Better GDAL in the Cloud (DotCloud, Round 2)
My previous attempts to make GDAL work in the cloud were sort of silly; compiling directly on the instance is sort of counter to the design of DotCloud, which lets you scale primarily by assuming that a ‘push’ to the server establishes all of the configuration you’ll need. (sshing into the machine is certainly possible, but it seems it is designed more for debugging than it is for active work.)
So, with a few suggestions from the folks in #dotcloud, I started exploring how to set up my dotcloud service in a bit more of a repeatable way — such that if I theoretically needed to scale, I could do it more easily. Rather than manually installing packages on the host, I moved all of that configuration into a ‘postinstall’ file — fenceposted so it runs only once.
After a bit of experimentation (and reporting a bug in GDAL), I was able to get a repeatable installation going; this means that I no longer have any manual steps in creating and setting up a new service doing OpenAerialMap thumbnailing; in fact, the entire process — right down to setting up redis as a distributed cache — can now be completed automatically.
The postinstall is pretty simple: download and configure, then install, curl; Download and configure, then install, GDAL. In both cases, use the respective -config tool as a fencepost so we don’t install multiple times.
Once this is done, setting up a new deployment with the appropriate services is trivial: that’s outlined in setup.sh — configure a redis service, grab the config information, and deploy a wsgi service using that config and the rest of the code.
In fact, while I was writing this post, I followed that very set of instructions, running ‘./setup.sh openaerialmap’ — before I finished the post, I had a running www.openaerialmap.dotcloud.com instance, which I could then commit in place of the silly-named ‘pepperoni’ service that oam.osgeo.org was using before.

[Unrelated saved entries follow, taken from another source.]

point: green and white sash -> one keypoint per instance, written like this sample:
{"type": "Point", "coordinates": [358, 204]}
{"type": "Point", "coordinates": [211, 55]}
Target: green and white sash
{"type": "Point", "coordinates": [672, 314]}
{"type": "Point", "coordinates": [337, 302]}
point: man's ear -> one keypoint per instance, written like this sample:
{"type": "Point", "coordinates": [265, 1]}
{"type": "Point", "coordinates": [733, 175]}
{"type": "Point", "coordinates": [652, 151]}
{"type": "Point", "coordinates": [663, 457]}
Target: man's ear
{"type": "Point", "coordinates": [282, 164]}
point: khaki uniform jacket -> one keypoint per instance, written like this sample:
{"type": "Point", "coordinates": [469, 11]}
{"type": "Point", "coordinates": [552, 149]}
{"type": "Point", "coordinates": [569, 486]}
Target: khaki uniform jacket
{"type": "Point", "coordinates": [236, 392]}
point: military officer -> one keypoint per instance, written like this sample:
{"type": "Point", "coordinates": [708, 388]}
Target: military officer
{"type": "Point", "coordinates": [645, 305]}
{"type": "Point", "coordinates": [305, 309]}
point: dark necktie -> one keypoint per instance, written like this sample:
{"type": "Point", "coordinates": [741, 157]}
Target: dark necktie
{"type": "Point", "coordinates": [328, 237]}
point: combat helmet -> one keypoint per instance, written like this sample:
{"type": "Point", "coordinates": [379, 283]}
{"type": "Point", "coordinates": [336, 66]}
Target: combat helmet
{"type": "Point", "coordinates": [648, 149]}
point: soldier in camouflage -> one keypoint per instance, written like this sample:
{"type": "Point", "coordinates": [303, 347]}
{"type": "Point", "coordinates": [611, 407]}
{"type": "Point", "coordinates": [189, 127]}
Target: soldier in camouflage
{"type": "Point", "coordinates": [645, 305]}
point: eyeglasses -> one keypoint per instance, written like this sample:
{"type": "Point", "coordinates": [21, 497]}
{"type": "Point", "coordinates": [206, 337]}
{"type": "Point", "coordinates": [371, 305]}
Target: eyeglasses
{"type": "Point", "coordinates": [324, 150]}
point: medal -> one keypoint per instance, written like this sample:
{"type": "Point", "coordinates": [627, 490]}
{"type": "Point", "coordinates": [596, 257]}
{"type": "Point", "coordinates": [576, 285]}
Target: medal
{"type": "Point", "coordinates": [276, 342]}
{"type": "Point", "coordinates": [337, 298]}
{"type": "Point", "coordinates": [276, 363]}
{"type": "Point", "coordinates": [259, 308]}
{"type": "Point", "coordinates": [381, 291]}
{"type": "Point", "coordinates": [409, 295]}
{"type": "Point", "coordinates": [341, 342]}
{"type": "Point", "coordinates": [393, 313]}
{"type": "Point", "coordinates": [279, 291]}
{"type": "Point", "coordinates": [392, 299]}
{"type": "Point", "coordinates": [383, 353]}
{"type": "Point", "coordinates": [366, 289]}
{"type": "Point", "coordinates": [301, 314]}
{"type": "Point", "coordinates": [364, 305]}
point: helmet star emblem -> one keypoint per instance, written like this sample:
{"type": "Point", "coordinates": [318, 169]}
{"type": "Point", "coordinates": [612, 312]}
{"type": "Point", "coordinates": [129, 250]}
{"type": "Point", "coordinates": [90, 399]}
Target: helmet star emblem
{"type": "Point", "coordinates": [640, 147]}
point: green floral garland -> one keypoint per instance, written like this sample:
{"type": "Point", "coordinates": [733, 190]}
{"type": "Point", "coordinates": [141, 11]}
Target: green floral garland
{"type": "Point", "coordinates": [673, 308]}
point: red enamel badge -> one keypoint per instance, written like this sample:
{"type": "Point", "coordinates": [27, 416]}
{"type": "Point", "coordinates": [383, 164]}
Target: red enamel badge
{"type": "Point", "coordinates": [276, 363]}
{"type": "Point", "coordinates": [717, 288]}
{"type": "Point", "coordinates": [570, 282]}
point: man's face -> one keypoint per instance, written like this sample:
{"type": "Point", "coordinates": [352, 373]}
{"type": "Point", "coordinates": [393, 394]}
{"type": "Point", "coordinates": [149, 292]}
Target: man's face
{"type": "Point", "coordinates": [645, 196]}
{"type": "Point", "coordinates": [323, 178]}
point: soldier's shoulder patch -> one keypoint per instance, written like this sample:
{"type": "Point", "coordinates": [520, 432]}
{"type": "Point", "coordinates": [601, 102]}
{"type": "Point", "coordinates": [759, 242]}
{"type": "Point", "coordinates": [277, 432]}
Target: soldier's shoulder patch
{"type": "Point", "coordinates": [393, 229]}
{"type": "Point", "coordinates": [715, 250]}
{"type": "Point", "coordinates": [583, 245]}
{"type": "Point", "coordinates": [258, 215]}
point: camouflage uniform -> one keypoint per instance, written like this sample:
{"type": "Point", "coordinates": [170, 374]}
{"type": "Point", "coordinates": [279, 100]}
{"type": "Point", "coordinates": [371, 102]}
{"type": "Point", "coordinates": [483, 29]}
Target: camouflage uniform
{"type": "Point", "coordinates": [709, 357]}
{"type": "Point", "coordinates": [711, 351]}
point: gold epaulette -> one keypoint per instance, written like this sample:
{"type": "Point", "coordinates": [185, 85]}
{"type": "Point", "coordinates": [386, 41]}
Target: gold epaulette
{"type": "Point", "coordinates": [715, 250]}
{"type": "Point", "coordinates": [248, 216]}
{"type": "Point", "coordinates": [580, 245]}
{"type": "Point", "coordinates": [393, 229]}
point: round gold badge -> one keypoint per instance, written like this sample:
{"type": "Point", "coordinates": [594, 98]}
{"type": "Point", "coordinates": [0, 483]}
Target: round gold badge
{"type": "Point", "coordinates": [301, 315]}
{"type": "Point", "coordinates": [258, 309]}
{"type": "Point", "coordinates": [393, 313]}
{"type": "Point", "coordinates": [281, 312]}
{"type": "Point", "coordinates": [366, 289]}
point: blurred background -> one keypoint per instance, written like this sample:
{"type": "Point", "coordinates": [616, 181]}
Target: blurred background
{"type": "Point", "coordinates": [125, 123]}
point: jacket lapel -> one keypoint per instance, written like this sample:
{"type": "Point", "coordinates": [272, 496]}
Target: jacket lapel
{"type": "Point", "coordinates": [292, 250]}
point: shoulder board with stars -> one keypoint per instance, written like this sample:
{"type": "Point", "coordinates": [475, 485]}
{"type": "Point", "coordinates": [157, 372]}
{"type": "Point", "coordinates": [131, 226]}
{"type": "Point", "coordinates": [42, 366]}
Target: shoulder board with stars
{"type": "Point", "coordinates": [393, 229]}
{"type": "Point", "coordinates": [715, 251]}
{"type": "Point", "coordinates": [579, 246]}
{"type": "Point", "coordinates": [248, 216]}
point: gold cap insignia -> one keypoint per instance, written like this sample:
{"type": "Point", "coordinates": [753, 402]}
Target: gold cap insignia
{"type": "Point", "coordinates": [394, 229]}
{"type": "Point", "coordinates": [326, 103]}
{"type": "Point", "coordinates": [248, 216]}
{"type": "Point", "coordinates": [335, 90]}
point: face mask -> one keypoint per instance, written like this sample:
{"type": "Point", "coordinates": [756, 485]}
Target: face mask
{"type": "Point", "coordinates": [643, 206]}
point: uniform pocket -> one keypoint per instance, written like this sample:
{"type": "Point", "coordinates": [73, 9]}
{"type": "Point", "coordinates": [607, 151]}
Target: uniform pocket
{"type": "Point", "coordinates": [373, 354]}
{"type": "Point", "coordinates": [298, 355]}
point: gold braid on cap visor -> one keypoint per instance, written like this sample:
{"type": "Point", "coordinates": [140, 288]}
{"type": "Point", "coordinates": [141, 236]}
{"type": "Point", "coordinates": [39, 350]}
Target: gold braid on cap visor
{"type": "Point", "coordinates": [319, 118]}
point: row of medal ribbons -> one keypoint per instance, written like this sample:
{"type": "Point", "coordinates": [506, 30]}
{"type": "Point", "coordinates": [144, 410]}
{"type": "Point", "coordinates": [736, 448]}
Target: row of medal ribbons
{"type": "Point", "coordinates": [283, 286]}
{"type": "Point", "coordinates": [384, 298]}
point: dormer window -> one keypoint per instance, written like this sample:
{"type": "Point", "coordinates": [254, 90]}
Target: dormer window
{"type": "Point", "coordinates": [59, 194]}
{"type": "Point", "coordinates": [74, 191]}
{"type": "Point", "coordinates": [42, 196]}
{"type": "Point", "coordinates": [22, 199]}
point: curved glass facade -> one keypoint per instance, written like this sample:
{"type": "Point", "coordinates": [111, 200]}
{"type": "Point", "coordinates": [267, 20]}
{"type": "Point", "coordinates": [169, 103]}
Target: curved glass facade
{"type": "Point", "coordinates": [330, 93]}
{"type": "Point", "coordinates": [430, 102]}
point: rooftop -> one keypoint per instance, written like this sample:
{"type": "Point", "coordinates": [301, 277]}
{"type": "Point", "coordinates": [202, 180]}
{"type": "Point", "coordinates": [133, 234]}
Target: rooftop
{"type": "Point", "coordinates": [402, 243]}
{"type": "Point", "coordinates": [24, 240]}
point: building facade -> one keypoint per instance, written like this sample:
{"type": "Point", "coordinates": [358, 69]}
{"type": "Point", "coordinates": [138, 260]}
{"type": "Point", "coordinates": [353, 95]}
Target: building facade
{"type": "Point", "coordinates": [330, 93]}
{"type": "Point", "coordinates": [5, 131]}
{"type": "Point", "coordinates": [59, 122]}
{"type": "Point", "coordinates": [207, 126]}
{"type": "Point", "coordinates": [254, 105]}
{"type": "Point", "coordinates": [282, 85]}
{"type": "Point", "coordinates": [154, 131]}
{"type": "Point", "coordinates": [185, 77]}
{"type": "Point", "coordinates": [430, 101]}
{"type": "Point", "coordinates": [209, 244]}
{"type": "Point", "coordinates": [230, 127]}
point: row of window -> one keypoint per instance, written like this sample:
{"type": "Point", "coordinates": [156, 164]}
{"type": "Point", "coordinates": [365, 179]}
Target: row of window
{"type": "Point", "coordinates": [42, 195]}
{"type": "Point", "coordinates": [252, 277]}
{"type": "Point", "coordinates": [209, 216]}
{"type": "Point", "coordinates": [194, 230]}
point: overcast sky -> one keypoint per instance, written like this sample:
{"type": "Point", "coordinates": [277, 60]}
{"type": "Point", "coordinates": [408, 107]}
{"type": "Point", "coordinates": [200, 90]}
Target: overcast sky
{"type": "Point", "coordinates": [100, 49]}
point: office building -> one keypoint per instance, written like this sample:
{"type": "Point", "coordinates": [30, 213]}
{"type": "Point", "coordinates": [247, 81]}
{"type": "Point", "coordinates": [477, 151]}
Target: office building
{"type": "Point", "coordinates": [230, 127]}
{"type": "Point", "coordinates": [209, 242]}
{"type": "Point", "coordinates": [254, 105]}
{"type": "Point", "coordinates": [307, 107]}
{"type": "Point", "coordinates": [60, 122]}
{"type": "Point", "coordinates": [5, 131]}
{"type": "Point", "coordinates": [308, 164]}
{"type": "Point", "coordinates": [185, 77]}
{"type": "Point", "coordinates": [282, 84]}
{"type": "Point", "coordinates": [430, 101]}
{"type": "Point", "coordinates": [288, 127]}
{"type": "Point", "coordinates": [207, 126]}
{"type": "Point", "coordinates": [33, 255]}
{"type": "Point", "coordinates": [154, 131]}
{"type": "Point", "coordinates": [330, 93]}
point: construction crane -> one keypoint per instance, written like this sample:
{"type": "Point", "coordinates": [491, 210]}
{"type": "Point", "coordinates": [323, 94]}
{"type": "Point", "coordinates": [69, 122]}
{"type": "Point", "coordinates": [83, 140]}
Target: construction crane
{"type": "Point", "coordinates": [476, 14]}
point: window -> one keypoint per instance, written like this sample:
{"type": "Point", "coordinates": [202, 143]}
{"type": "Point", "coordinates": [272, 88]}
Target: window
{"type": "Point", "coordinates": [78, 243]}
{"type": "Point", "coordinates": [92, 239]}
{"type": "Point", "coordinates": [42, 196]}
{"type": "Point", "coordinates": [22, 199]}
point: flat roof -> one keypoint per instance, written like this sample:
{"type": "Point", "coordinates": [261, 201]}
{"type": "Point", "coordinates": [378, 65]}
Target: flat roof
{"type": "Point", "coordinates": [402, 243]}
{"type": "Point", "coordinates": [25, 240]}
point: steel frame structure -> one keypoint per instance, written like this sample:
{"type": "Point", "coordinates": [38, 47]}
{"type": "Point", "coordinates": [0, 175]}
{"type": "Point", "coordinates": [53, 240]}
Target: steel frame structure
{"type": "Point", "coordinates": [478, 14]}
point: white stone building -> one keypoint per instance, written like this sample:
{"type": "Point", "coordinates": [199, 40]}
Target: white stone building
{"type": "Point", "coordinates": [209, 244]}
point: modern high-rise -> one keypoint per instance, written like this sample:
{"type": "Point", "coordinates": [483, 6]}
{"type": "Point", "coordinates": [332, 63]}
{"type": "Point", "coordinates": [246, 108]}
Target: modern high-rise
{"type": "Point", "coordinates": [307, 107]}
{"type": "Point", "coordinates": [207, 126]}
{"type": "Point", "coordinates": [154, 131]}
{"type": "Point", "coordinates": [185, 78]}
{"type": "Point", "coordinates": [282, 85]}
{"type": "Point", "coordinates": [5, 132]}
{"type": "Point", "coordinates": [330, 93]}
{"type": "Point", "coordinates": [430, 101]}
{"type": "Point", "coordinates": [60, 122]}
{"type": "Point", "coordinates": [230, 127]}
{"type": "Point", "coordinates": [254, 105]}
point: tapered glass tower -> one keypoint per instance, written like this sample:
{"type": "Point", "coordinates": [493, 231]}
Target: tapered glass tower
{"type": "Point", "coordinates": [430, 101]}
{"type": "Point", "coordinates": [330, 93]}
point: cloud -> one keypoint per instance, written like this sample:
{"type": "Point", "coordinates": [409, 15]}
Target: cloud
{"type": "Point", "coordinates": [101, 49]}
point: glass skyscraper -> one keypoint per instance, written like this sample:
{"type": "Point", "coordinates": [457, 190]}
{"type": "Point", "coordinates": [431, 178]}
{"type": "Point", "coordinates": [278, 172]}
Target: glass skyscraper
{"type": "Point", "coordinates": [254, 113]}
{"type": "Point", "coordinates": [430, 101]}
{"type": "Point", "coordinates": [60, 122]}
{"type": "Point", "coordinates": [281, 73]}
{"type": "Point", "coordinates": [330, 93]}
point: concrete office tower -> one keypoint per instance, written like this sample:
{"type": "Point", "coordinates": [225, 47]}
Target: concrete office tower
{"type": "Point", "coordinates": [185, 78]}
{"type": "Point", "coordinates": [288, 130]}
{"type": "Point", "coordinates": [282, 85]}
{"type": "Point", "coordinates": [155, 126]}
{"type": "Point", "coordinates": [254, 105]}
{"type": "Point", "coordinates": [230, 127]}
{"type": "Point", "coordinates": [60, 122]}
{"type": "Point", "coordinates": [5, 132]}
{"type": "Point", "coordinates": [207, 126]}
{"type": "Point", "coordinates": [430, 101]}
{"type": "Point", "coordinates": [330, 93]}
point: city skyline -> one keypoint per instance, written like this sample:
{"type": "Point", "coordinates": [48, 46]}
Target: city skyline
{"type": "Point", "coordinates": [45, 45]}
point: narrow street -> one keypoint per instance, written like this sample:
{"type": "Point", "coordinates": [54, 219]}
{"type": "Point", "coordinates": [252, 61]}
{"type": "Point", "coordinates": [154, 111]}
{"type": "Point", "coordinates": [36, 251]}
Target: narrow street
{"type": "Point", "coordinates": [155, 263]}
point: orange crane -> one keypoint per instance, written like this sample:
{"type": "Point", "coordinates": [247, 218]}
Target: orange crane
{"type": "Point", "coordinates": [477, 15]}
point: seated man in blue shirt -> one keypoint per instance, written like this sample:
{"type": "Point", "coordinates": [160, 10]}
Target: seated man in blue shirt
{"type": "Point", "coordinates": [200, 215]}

The big thing for me about these one-off deployments is that by making available better tools for doing iterative deployment, they allow me to be more disciplined in how I configure services. Normally, the act of installing GDAL or curl is a one-time event: without reformatting my system (or setting up a VM and reinstalling/rolling back every time), it’s non-trivial to test what happens on a fresh system. With DotCloud, deploying another service literally takes seconds — and when I do, it’s a green field, ready for me to test my deployment scripts all over again. No more mistakes in one-off apt-get install commands that I’ll never remember if my system goes down. Now, I’ve got the ability to script deployments of software.
This is of course possible with EC2 directly as well — building custom AMIs, redeploying them, etc. For me, though, DotCloud took the pain out of having to do such a thing. They did the hard part for me — and I got to do the more interesting and fun parts.